El aseguramiento de armas de alto calibre en Guanajuato no solo refleja el poder de fuego del crimen organizado, también exhibe la desventaja en la que operan los policías municipales y posibles fallas estructurales en la estrategia de seguridad, coincidieron directores de observatorios ciudadanos de Irapuato y Salamanca.
Raúl Calvillo Villalobos, director del Observatorio Ciudadano, señaló que el análisis no debe centrarse únicamente en la cantidad o tipo de armas decomisadas, sino en lo que ocurre después: las detenciones y sentencias.

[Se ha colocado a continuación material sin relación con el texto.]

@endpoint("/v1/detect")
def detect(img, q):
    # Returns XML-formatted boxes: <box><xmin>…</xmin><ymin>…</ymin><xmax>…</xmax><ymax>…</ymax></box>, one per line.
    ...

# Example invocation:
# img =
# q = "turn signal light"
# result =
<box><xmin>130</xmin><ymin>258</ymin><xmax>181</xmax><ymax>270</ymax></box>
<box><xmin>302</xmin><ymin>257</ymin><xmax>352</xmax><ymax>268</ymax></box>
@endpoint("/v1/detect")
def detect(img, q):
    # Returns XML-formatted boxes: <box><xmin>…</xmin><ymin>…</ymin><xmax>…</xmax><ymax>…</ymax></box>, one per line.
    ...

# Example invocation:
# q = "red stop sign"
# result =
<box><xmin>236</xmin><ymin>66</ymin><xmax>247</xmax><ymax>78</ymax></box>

Advirtió que, sin procesos judiciales sólidos, los aseguramientos pierden impacto real en la reducción de la violencia.
“Más allá de qué tipo de armas se decomisan, es fundamental saber de dónde provienen, cuántas personas son detenidas por portación ilegal y, sobre todo, cuántas de ellas son sentenciadas por delitos de alto impacto”, subrayó.

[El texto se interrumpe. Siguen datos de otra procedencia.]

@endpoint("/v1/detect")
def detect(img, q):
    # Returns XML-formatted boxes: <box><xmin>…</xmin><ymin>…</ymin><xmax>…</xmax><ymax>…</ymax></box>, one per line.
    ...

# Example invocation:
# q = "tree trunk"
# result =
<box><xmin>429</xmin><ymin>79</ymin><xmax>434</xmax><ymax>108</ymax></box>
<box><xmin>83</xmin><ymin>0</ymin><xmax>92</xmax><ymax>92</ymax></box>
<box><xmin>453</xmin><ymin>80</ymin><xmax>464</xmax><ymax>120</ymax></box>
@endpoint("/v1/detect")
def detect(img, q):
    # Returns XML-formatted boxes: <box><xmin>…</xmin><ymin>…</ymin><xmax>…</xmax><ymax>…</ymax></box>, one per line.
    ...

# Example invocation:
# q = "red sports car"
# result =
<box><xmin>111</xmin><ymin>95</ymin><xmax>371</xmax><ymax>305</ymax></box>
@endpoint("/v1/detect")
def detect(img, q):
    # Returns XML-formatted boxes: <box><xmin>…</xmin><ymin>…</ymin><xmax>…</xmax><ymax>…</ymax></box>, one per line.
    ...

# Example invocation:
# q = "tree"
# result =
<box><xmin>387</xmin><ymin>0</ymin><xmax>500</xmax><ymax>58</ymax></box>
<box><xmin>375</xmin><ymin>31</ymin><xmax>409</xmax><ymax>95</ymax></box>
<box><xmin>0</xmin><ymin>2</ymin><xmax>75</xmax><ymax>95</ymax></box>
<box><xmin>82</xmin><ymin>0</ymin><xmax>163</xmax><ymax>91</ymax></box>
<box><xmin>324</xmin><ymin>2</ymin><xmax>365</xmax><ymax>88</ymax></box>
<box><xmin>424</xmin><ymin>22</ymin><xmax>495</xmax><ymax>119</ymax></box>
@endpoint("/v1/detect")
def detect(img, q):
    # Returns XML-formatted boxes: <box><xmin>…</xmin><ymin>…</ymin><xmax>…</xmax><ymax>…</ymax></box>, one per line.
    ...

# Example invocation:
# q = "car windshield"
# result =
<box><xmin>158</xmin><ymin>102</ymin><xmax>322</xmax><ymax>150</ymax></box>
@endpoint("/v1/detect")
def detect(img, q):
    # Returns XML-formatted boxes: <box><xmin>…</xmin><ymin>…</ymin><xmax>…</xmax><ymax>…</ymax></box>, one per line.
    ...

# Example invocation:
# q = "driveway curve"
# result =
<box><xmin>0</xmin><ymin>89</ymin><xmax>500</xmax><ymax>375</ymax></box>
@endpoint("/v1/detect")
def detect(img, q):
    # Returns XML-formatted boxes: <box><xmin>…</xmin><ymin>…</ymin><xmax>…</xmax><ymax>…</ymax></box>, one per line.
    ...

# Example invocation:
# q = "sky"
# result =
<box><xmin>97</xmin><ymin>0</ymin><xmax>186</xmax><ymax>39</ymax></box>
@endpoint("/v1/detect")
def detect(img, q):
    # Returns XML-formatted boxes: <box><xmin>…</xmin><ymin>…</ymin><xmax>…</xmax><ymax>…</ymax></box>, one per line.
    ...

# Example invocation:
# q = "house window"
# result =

El especialista explicó que, aunque retirar armas de circulación es importante, la falta de información sobre el seguimiento legal impide evaluar si realmente se está fortaleciendo el Estado de derecho.

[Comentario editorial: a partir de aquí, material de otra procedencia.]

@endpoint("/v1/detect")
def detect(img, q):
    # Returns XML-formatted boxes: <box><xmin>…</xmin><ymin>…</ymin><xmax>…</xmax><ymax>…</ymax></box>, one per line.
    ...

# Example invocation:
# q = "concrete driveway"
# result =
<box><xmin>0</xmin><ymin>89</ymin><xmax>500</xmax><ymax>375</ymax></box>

Además, alertó sobre la desigualdad operativa entre policías municipales y grupos criminales, quienes en muchos casos cuentan con armamento de uso exclusivo del Ejército.
“Si comparas a policías municipales con grupos delictivos fuertemente armados, el enfrentamiento es completamente desigual”, indicó.
Agregó que, aunque las corporaciones locales tienen una función preventiva, el contexto actual de violencia obliga a replantear su capacidad de respuesta ante ataques armados.
Por su parte, Raymundo Gómez, director del Observatorio de Salamanca, describió un panorama crítico marcado por el miedo, la violencia y el crecimiento de delitos como la extorsión.
“Estamos viviendo una situación muy preocupante; la ciudadanía está asustada y la violencia ha rebasado la capacidad institucional. Los grupos criminales, en ocasiones, tienen mejor armamento que las propias policías locales”, afirmó.
Señaló que el problema del armamento ilegal no es aislado, sino consecuencia de factores estructurales como el crimen organizado, la impunidad e incluso posibles actos de corrupción que facilitan el tráfico de armas.
Finalmente, advirtió que fortalecer únicamente el armamento policial no resolverá el problema si no se ataca la raíz del fenómeno.
“Se debe investigar si hay corrupción entre funcionarios y golpear las finanzas del crimen organizado. De nada sirve equipar más a las policías si no se combate la estructura que sostiene a estos grupos”, concluyó.